Marc Tessier-Lavigne named Rockefeller University's tenth president

Marc Tessier-Lavigne named Rockefeller University's tenth president

The Rockefeller University announced today that its Board of Trustees has elected Marc Tessier-Lavigne, a leader in the study of brain development who is currently executive vice president for research and chief scientific officer at Genentech, as its tenth president. He will succeed Paul Nurse, who is leaving Rockefeller on March 1, 2011 to become president of the Royal Society in London.
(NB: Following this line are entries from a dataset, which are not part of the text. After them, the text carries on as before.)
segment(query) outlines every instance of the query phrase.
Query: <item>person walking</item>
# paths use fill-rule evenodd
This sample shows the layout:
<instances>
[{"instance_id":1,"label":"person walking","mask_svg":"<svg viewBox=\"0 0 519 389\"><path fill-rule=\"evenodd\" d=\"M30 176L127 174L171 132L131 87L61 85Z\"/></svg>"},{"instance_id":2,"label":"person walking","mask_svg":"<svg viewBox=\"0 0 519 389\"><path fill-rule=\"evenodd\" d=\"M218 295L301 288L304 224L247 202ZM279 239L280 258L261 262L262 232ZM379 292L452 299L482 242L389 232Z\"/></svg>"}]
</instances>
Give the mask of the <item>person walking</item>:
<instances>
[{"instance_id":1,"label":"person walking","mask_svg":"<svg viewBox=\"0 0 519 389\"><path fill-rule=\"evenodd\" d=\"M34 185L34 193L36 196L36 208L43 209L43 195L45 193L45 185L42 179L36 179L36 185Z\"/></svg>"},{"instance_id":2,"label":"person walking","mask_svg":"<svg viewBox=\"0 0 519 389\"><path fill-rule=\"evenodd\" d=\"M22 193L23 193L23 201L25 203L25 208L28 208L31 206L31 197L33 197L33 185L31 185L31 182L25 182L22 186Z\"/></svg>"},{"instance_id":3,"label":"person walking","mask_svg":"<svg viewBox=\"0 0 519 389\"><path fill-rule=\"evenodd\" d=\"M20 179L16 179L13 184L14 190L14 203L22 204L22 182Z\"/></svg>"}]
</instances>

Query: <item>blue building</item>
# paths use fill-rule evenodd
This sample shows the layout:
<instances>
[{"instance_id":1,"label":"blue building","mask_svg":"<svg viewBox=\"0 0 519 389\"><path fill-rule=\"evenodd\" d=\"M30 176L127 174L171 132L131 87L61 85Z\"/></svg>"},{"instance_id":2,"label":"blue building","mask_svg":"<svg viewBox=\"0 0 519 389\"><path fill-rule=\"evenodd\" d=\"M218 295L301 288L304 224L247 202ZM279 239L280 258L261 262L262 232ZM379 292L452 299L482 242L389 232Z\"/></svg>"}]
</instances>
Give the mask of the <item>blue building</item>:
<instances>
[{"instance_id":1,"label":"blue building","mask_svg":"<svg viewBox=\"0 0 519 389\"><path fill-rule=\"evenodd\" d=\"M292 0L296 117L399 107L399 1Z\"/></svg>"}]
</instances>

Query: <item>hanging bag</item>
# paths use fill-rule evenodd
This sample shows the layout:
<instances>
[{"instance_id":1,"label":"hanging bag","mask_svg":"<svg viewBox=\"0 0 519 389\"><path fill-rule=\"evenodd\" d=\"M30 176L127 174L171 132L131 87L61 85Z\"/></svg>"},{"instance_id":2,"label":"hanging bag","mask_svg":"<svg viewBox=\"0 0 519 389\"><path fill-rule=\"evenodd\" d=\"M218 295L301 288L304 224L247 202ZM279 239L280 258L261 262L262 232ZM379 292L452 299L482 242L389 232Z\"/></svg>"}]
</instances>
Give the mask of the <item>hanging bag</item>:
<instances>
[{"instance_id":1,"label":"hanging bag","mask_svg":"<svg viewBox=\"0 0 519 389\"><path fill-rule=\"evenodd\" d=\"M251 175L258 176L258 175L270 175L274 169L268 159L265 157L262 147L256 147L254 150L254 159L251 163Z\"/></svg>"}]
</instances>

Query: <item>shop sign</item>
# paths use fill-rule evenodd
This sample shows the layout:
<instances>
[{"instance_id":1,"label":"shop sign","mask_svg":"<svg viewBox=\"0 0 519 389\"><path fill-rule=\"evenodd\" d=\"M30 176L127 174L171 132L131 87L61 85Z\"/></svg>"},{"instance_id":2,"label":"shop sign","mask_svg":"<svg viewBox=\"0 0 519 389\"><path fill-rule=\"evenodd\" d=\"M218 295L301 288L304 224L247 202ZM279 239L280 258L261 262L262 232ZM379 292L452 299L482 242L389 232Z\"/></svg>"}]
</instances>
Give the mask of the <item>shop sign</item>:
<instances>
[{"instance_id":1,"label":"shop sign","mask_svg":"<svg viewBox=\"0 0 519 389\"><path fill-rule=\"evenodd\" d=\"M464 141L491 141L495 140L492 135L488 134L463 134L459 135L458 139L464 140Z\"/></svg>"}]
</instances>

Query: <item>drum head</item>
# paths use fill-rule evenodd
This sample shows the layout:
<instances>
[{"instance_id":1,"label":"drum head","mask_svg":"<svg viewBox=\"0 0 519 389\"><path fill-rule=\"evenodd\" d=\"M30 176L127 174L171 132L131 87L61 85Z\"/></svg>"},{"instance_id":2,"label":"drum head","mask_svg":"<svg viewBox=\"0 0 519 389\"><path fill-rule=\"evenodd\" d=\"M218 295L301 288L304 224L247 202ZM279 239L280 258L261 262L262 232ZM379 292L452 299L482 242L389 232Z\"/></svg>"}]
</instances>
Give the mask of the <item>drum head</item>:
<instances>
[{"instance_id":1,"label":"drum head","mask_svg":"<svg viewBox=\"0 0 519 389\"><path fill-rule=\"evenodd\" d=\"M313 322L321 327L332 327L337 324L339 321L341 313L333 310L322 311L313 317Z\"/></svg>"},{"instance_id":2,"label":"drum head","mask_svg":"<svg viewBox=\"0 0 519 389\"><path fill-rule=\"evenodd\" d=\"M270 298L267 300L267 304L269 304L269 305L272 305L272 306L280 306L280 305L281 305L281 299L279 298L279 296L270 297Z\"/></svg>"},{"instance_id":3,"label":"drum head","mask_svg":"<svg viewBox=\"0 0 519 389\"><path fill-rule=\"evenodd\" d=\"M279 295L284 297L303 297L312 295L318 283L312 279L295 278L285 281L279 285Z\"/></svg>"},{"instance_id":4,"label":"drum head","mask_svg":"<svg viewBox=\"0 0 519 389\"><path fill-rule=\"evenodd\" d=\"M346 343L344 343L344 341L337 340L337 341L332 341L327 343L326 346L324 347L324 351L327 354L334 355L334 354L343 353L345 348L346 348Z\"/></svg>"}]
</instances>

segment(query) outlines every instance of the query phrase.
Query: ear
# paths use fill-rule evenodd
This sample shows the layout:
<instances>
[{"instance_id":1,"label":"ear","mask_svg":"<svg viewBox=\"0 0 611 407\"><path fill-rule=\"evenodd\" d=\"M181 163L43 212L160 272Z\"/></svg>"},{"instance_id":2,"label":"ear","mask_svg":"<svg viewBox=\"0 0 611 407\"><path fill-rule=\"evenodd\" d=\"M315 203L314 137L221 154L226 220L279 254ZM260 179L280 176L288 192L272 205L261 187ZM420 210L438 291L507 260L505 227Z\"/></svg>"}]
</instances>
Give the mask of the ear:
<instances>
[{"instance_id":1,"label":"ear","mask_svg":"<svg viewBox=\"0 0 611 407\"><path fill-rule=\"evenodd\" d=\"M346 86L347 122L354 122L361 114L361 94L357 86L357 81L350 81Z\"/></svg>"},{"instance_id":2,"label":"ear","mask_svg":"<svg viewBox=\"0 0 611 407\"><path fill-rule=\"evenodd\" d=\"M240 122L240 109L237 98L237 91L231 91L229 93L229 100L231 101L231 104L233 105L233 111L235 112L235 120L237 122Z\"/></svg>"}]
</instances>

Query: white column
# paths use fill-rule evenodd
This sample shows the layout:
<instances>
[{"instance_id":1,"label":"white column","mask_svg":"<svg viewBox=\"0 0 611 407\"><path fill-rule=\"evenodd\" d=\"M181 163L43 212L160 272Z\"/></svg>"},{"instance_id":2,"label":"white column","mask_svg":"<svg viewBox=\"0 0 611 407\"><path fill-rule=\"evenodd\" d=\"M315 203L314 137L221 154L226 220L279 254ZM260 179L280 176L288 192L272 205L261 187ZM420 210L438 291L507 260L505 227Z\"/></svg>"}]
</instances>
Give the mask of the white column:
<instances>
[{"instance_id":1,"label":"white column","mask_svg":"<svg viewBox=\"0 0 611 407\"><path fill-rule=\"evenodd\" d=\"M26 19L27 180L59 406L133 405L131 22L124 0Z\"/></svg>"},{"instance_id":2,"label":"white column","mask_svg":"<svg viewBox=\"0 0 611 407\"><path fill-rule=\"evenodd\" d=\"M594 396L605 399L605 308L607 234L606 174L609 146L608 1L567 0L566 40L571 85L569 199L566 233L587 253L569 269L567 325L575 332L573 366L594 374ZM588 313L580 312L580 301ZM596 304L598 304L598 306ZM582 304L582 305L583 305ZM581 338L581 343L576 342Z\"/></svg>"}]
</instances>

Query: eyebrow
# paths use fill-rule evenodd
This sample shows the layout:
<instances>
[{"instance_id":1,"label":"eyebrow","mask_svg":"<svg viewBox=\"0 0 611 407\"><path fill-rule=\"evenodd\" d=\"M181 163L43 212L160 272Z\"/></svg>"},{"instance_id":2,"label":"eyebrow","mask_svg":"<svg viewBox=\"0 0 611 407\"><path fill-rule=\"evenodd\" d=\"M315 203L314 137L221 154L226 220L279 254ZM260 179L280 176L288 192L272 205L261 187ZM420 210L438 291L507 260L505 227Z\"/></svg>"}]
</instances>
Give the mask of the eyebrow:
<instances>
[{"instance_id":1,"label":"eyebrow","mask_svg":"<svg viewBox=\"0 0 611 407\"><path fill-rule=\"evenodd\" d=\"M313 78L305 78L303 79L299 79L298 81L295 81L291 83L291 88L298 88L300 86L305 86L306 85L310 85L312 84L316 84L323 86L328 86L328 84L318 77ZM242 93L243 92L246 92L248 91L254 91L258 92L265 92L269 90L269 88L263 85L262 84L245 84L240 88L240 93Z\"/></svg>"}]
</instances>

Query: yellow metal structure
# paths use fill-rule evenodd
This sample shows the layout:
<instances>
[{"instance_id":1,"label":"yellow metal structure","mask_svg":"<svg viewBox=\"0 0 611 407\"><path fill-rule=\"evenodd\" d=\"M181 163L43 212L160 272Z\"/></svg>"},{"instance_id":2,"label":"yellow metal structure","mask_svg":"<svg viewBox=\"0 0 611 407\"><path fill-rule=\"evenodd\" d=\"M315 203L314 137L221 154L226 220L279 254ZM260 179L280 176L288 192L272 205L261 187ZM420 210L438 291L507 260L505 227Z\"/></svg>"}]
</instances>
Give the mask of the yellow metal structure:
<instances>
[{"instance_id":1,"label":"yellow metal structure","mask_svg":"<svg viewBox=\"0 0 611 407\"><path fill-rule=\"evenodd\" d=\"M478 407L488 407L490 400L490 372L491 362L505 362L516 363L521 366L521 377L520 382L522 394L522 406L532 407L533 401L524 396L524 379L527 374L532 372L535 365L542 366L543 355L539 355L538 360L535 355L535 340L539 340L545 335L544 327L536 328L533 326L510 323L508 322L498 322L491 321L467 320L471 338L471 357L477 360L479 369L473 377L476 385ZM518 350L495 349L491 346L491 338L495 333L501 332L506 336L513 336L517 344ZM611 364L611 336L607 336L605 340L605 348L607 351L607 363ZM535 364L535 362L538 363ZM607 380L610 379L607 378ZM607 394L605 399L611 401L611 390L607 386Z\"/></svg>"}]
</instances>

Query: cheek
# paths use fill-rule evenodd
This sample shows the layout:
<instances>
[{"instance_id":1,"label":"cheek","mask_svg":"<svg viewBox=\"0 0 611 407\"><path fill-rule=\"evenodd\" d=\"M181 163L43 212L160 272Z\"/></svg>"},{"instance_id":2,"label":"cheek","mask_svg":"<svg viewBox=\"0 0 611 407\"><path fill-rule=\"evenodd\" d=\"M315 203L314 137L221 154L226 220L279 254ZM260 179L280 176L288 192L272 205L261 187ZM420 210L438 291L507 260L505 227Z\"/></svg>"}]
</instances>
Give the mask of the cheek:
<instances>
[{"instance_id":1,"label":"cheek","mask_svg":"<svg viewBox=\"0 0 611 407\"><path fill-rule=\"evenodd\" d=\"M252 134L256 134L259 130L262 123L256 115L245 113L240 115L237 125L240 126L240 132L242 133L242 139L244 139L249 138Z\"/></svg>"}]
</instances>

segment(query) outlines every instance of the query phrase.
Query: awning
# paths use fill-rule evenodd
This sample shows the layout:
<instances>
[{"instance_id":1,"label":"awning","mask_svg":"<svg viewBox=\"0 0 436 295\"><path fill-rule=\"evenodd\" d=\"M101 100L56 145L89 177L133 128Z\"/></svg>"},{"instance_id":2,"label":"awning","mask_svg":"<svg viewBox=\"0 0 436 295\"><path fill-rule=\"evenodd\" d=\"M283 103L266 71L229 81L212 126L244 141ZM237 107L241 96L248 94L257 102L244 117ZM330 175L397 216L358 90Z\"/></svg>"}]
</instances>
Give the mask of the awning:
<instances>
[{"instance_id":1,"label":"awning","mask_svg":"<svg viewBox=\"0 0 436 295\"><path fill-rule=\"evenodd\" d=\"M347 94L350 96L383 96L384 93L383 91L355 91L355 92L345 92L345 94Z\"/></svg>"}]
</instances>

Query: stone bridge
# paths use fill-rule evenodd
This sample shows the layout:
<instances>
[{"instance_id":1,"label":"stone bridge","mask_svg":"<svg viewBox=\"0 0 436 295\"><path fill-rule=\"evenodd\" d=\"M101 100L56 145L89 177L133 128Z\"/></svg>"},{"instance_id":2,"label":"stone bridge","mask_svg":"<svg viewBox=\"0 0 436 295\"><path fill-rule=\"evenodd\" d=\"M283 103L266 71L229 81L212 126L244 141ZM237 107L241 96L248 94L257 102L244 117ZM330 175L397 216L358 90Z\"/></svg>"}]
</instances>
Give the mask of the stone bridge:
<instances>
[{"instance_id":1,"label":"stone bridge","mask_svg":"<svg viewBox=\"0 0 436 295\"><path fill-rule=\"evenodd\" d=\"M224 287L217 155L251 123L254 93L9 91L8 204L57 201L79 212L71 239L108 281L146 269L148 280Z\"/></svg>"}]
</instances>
As head of the Genentech Research organization, Tessier-Lavigne, 50, directs some 1,400 people in disease research and drug discovery in cancer, immune disorders, infectious diseases and neurodegenerative diseases. He is also a member of Genentech's Extended Executive Committee and its Early Stage Portfolio Committee, which oversees all experimental medicines from the early development stage to the end of phase II proof-of-concept studies in humans. In addition to his research management responsibilities, Tessier-Lavigne has maintained an active basic research laboratory focused on the mechanisms of brain development and repair.

"We were all impressed with Marc's world class scientific achievements and reputation, his vision for the university and for science as a whole, his interpersonal skills and his executive management ability," says Rockefeller University Chairman of the Board Russell L. Carson. "He was the search committee's unanimous first choice and we are confident he will be an outstanding president."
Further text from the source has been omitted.